PKH dan BPNT Tahap Akhir 2025 Segera Berakhir, Cek Status SIKS-NG dan Risiko Saldo KKS Hangus
PKH dan BPNT Tahap Akhir 2025 Segera Berakhir, Cek Status SIKS-NG dan Risiko Saldo KKS Hangus. Menjelang penutupan bantuan sosial (bansos) PKH dan BPNT Tahap Akhir 2025, Keluarga Penerima Manfaat (KPM) diimbau untuk lebih waspada. Pemerintah menegaskan bahwa saldo bantuan yang tidak digunakan hingga batas akhir berpotensi hangus dan dikembalikan ke kas negara.
Selain itu, status kepesertaan di sistem SIKS-NG menjadi kunci utama untuk menentukan apakah bantuan PKH dan BPNT masih bisa dicairkan pada akhir tahun 2025.
Batas Akhir Pencairan Saldo KKS PKH dan BPNT Desember 2025
Menurut informasi dari Sukron Channel, KPM yang sudah menerima saldo bantuan di KKS disarankan untuk segera melakukan transaksi atau pencairan PKH dan BPNT tanpa menunda.
Pemerintah menetapkan tanggal 28 Desember 2025 sebagai batas terakhir penggunaan saldo bantuan. Jika saldo tidak ditransaksikan hingga tanggal tersebut, dana dianggap tidak tersalurkan dan akan ditarik kembali oleh negara. Hal ini berlaku untuk semua KPM, baik PKH maupun BPNT.
Pentingnya Mengecek Status di SIKS-NG
Selain memantau saldo KKS, KPM perlu memastikan status kepesertaan di SIKS-NG melalui pendamping sosial atau operator desa. Status di sistem ini menentukan kelanjutan pencairan bantuan.
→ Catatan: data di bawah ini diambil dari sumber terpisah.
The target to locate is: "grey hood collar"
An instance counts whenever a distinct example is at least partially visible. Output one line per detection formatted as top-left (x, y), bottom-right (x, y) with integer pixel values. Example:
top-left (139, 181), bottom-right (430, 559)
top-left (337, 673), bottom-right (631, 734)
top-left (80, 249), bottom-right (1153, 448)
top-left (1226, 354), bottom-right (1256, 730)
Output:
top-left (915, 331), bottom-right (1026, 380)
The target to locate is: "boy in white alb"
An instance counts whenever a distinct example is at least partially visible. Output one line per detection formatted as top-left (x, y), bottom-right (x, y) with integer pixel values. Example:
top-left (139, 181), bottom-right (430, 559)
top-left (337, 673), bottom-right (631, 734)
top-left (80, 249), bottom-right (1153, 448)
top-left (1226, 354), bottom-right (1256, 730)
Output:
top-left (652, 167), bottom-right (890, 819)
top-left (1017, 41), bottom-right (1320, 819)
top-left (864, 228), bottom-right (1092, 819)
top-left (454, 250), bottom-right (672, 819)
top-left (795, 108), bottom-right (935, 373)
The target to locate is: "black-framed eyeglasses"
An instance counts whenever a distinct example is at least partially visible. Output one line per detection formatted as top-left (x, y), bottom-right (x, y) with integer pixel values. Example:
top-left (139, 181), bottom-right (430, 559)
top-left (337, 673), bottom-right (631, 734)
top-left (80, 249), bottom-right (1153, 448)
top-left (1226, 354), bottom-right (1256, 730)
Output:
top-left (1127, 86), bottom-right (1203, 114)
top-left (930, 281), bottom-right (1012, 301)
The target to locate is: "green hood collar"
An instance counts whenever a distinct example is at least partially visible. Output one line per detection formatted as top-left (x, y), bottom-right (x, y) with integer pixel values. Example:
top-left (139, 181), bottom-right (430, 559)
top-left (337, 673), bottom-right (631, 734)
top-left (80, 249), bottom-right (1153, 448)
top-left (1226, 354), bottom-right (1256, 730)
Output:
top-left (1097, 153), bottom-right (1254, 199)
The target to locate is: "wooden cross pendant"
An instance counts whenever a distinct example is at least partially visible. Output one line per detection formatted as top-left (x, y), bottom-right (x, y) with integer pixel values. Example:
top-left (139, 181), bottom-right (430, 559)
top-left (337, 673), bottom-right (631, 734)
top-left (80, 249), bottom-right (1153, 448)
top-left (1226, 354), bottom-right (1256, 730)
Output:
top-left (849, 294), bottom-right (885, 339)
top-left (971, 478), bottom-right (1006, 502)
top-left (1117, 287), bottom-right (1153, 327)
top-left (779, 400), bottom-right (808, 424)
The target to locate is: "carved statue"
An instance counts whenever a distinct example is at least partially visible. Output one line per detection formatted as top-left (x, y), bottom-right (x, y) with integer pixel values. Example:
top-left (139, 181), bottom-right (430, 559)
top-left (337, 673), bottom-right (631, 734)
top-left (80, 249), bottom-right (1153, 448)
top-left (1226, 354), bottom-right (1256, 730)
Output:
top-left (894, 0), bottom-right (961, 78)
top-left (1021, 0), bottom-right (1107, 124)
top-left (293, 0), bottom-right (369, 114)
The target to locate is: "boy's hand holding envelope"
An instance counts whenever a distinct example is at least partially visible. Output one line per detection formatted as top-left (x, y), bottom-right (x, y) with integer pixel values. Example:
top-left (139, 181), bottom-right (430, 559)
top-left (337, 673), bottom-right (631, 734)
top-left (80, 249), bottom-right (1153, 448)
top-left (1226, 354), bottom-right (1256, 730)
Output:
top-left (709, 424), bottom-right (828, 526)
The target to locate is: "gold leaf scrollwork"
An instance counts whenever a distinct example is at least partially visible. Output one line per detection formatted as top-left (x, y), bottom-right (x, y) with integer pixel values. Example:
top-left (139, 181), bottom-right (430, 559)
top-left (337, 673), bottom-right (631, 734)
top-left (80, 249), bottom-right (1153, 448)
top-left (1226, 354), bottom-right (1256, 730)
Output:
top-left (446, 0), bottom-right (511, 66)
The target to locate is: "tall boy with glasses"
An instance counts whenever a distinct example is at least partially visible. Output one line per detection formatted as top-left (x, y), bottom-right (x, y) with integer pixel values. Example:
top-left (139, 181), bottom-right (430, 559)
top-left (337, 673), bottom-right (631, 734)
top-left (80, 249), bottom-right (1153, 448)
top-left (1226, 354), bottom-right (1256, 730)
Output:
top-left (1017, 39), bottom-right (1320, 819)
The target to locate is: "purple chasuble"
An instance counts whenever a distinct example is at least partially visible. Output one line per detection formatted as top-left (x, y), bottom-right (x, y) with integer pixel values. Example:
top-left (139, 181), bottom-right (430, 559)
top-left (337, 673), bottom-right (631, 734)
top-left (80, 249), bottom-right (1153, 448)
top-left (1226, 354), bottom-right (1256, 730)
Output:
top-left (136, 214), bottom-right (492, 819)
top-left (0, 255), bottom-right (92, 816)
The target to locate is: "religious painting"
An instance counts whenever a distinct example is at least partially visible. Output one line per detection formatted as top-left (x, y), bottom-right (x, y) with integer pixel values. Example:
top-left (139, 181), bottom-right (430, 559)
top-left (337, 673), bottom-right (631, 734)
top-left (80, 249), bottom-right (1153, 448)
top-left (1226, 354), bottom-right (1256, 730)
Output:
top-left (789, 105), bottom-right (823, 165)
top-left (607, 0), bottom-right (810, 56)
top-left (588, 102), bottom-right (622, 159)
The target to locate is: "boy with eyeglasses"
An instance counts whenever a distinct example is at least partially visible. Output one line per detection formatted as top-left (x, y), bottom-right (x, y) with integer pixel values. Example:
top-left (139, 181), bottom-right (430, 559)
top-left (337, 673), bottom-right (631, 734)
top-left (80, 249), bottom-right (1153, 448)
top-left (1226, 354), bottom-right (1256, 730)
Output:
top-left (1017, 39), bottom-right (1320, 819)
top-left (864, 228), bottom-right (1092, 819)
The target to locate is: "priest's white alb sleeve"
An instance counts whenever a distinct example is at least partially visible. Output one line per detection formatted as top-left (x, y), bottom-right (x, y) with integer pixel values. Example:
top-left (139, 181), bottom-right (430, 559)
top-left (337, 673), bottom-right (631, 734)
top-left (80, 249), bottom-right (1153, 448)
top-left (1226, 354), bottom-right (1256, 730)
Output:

- Status SI (Standing Instruction) atau SPM → peluang besar bantuan cair.
- Status Exclude → KPM tidak memenuhi syarat, saldo tidak bisa dicairkan.
Alasan Status Exclude dan Dampaknya
Status Exclude bisa muncul karena:
- Pemeringkatan ekonomi terbaru menempatkan KPM di desil menengah ke atas (6-10).
- Adanya indikasi aktivitas ilegal atau data bermasalah.
- Kendala administratif, misalnya distribusi KKS belum selesai.
Jika KPM berstatus Exclude, PKH dan BPNT Tahap Akhir 2025 tidak akan cair, meskipun sebelumnya menerima bantuan.
Kondisi Penerima Berdasarkan Jenis KKS
Berikut kondisi penerima berdasarkan jenis KKS
- KKS lama: Banyak KPM sudah menerima bantuan tahap akhir 2025. Beberapa yang awalnya hanya BPNT kini mendapatkan tambahan PKH karena memenuhi komponen baru seperti lansia, balita, atau anak sekolah.
- KKS baru (hasil peralihan dari PT Pos): Pencairan bervariasi; beberapa sudah menerima saldo, sebagian masih kosong. KPM disarankan cek saldo secara rutin.
Jika muncul status “Exclude: KKS Tidak Distribusi”, bantuan kemungkinan besar baru akan dicairkan tahun 2026 setelah rekonsiliasi.
Kewajiban KPM PKH Agar Bantuan Tidak Dihentikan
KPM PKH harus memenuhi kewajiban agar bantuan tidak dihentikan, seperti:
- Mengikuti Pertemuan Peningkatan Kemampuan Keluarga (P2K2) setiap bulan.
- Anak wajib hadir sekolah minimal 85%.
- Lansia aktif di Posyandu Lansia.
- Balita dan ibu hamil menjalani pemeriksaan kesehatan dan imunisasi sesuai ketentuan.
Kendala Data dan Peluang Perbaikan Tahun 2026
Jika bantuan PKH tidak cair karena alasan “tidak ada komponen”, meskipun ada anggota keluarga yang memenuhi syarat, kemungkinan terjadi ketidaksinkronan data antara DTKS dan Dapodik sekolah.
KPM disarankan segera melapor ke pendamping sosial untuk perbaikan data, agar bantuan dapat diterima kembali tahun 2026.
Kesimpulan
KPM PKH dan BPNT Tahap Akhir 2025 harus segera mencairkan saldo KKS sebelum 28 Desember 2025 dan memastikan status di SIKS-NG agar bantuan tidak hangus.